Eva points out they were heavily guarded.
It’s oneg time. The alcohol comes out. Within a few minutes, a tall Israeli guy has hit on half the women in the room. "You look like this Israeli actress! You should walk around the room showing off your beauty!"
"I have a hotel room nearby. Perhaps you’d like to come with me?"
How could any woman in her right mind refuse? But refuse they do.
Single Jewish men tend to have horrible social skills.
"Jewish men don’t know their level," one beautiful convert explained to me. "Their mothers told them that they could grow up to be president of the United States and they believed it."
There’s something weird about the way one bloke buckles his pants. They’re always a little high on the hips and a little too tight.
"They’re all left-brained," complains my friend Rachel*. "They have no emotional intelligence. There’s a guy who keeps asking me out. I have no interest. Perhaps when he gets the message, we can be friends."
I ask Jezebel* how many guys in the room she’s hooked up with. "Three," she says.
"How does that feel?" I ask.
"I don’t feel anything," she responds. "Sex is not necessarily a big deal for me. I’m like you."
I’m in high spirits and telling tall tales. One girl believes everything I say despite Rachel’s best efforts at deprogramming.

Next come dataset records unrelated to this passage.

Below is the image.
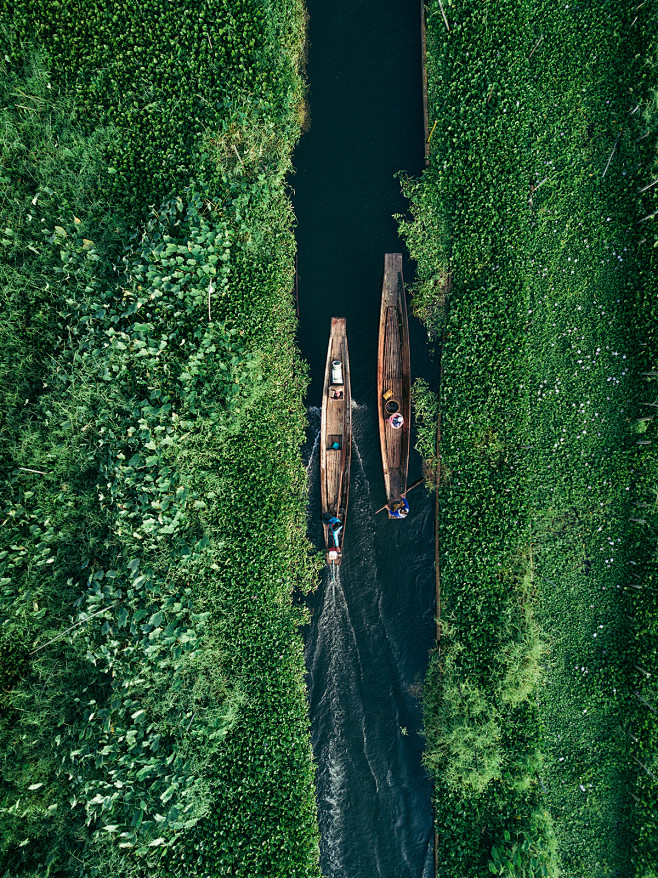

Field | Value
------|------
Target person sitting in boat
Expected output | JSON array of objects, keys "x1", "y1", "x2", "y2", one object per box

[
  {"x1": 322, "y1": 512, "x2": 343, "y2": 548},
  {"x1": 389, "y1": 497, "x2": 409, "y2": 518}
]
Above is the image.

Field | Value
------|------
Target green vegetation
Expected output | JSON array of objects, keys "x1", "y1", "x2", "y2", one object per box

[
  {"x1": 401, "y1": 0, "x2": 658, "y2": 878},
  {"x1": 0, "y1": 0, "x2": 318, "y2": 878}
]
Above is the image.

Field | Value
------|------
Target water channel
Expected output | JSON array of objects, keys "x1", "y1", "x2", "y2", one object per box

[{"x1": 290, "y1": 0, "x2": 438, "y2": 878}]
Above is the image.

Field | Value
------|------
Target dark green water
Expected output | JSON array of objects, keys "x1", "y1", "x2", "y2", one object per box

[{"x1": 290, "y1": 0, "x2": 437, "y2": 878}]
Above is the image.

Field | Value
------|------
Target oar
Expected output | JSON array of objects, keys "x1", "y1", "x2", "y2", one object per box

[{"x1": 375, "y1": 476, "x2": 425, "y2": 515}]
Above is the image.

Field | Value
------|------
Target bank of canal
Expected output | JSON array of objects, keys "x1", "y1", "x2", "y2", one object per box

[{"x1": 290, "y1": 0, "x2": 438, "y2": 878}]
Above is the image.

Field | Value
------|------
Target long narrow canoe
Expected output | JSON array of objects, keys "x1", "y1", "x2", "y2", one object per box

[
  {"x1": 377, "y1": 253, "x2": 411, "y2": 518},
  {"x1": 320, "y1": 317, "x2": 352, "y2": 566}
]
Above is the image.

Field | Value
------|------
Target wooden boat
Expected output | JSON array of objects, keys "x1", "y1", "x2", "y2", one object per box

[
  {"x1": 320, "y1": 317, "x2": 352, "y2": 565},
  {"x1": 377, "y1": 253, "x2": 411, "y2": 518}
]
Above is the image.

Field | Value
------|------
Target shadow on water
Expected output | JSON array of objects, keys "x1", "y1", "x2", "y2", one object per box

[
  {"x1": 290, "y1": 0, "x2": 438, "y2": 878},
  {"x1": 306, "y1": 405, "x2": 433, "y2": 878}
]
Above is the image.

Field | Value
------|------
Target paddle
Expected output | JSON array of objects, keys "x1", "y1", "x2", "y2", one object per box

[{"x1": 375, "y1": 476, "x2": 425, "y2": 515}]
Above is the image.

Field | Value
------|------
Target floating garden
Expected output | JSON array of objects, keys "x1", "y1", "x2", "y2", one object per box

[
  {"x1": 402, "y1": 2, "x2": 658, "y2": 878},
  {"x1": 0, "y1": 2, "x2": 319, "y2": 878}
]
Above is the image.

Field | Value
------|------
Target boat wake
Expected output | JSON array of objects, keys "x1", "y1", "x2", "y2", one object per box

[{"x1": 305, "y1": 406, "x2": 431, "y2": 878}]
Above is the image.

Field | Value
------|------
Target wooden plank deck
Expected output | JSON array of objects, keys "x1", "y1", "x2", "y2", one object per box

[
  {"x1": 377, "y1": 253, "x2": 411, "y2": 516},
  {"x1": 320, "y1": 317, "x2": 352, "y2": 563}
]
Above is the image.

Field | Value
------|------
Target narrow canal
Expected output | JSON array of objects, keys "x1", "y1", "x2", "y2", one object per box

[{"x1": 290, "y1": 0, "x2": 437, "y2": 878}]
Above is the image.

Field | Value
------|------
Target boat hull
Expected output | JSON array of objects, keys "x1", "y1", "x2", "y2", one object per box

[
  {"x1": 377, "y1": 253, "x2": 411, "y2": 518},
  {"x1": 320, "y1": 317, "x2": 352, "y2": 565}
]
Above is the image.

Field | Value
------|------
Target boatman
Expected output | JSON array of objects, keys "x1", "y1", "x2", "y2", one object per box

[
  {"x1": 388, "y1": 497, "x2": 409, "y2": 518},
  {"x1": 322, "y1": 512, "x2": 343, "y2": 548}
]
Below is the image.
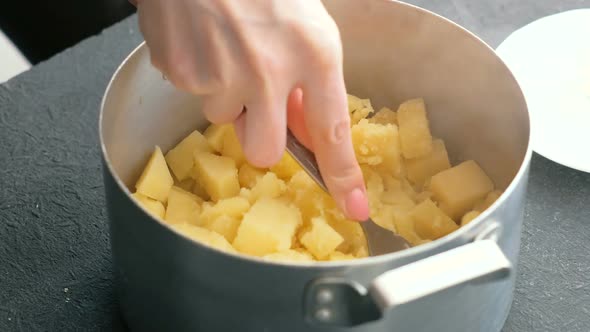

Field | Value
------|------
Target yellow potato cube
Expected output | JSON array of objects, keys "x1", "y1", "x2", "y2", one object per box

[
  {"x1": 369, "y1": 107, "x2": 397, "y2": 125},
  {"x1": 262, "y1": 249, "x2": 314, "y2": 263},
  {"x1": 221, "y1": 126, "x2": 246, "y2": 166},
  {"x1": 410, "y1": 200, "x2": 459, "y2": 240},
  {"x1": 131, "y1": 193, "x2": 166, "y2": 219},
  {"x1": 238, "y1": 163, "x2": 265, "y2": 188},
  {"x1": 299, "y1": 217, "x2": 344, "y2": 259},
  {"x1": 352, "y1": 120, "x2": 401, "y2": 175},
  {"x1": 270, "y1": 152, "x2": 302, "y2": 181},
  {"x1": 430, "y1": 160, "x2": 494, "y2": 220},
  {"x1": 348, "y1": 95, "x2": 374, "y2": 124},
  {"x1": 172, "y1": 224, "x2": 236, "y2": 253},
  {"x1": 397, "y1": 99, "x2": 432, "y2": 159},
  {"x1": 233, "y1": 198, "x2": 301, "y2": 256},
  {"x1": 404, "y1": 139, "x2": 451, "y2": 186},
  {"x1": 199, "y1": 196, "x2": 250, "y2": 226},
  {"x1": 326, "y1": 213, "x2": 367, "y2": 254},
  {"x1": 178, "y1": 178, "x2": 195, "y2": 192},
  {"x1": 250, "y1": 172, "x2": 287, "y2": 202},
  {"x1": 135, "y1": 146, "x2": 174, "y2": 203},
  {"x1": 203, "y1": 215, "x2": 242, "y2": 243},
  {"x1": 371, "y1": 204, "x2": 398, "y2": 233},
  {"x1": 195, "y1": 152, "x2": 240, "y2": 201},
  {"x1": 461, "y1": 211, "x2": 481, "y2": 226},
  {"x1": 328, "y1": 251, "x2": 356, "y2": 261},
  {"x1": 165, "y1": 186, "x2": 203, "y2": 224},
  {"x1": 166, "y1": 130, "x2": 213, "y2": 181},
  {"x1": 381, "y1": 188, "x2": 416, "y2": 211},
  {"x1": 288, "y1": 171, "x2": 335, "y2": 222},
  {"x1": 191, "y1": 179, "x2": 211, "y2": 201},
  {"x1": 354, "y1": 246, "x2": 369, "y2": 258},
  {"x1": 474, "y1": 190, "x2": 502, "y2": 212},
  {"x1": 347, "y1": 94, "x2": 373, "y2": 113},
  {"x1": 393, "y1": 211, "x2": 422, "y2": 246},
  {"x1": 204, "y1": 124, "x2": 232, "y2": 152}
]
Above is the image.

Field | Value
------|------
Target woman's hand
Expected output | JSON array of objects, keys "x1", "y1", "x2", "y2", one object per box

[{"x1": 137, "y1": 0, "x2": 369, "y2": 220}]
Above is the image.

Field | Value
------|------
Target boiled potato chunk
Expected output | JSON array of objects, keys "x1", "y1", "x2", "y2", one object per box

[
  {"x1": 195, "y1": 153, "x2": 240, "y2": 201},
  {"x1": 404, "y1": 139, "x2": 451, "y2": 186},
  {"x1": 133, "y1": 95, "x2": 502, "y2": 264},
  {"x1": 199, "y1": 196, "x2": 250, "y2": 225},
  {"x1": 328, "y1": 251, "x2": 356, "y2": 261},
  {"x1": 166, "y1": 130, "x2": 213, "y2": 181},
  {"x1": 262, "y1": 249, "x2": 314, "y2": 262},
  {"x1": 221, "y1": 126, "x2": 246, "y2": 166},
  {"x1": 475, "y1": 190, "x2": 502, "y2": 212},
  {"x1": 233, "y1": 198, "x2": 301, "y2": 256},
  {"x1": 238, "y1": 163, "x2": 265, "y2": 188},
  {"x1": 165, "y1": 186, "x2": 203, "y2": 224},
  {"x1": 348, "y1": 95, "x2": 374, "y2": 124},
  {"x1": 191, "y1": 179, "x2": 211, "y2": 201},
  {"x1": 287, "y1": 170, "x2": 334, "y2": 223},
  {"x1": 135, "y1": 146, "x2": 174, "y2": 203},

Why is it that some people just focus on the words and not on the meta-message? With Rachel, I can skip effortlessly from humor to heartbreak, from irony to sarcasm to exaggeration, without ever having to use markers to denote my new literary mode.
With most people, things are not that easy.
The alcohol’s flowing and the lights are low.
People start looking better. They sound more charming.
I’m connecting Jewishly.
I’m the life of the party, or at least of my table, which I don’t leave until 12:30 a.m.
Nothing can change us, no one can save us from ourselves.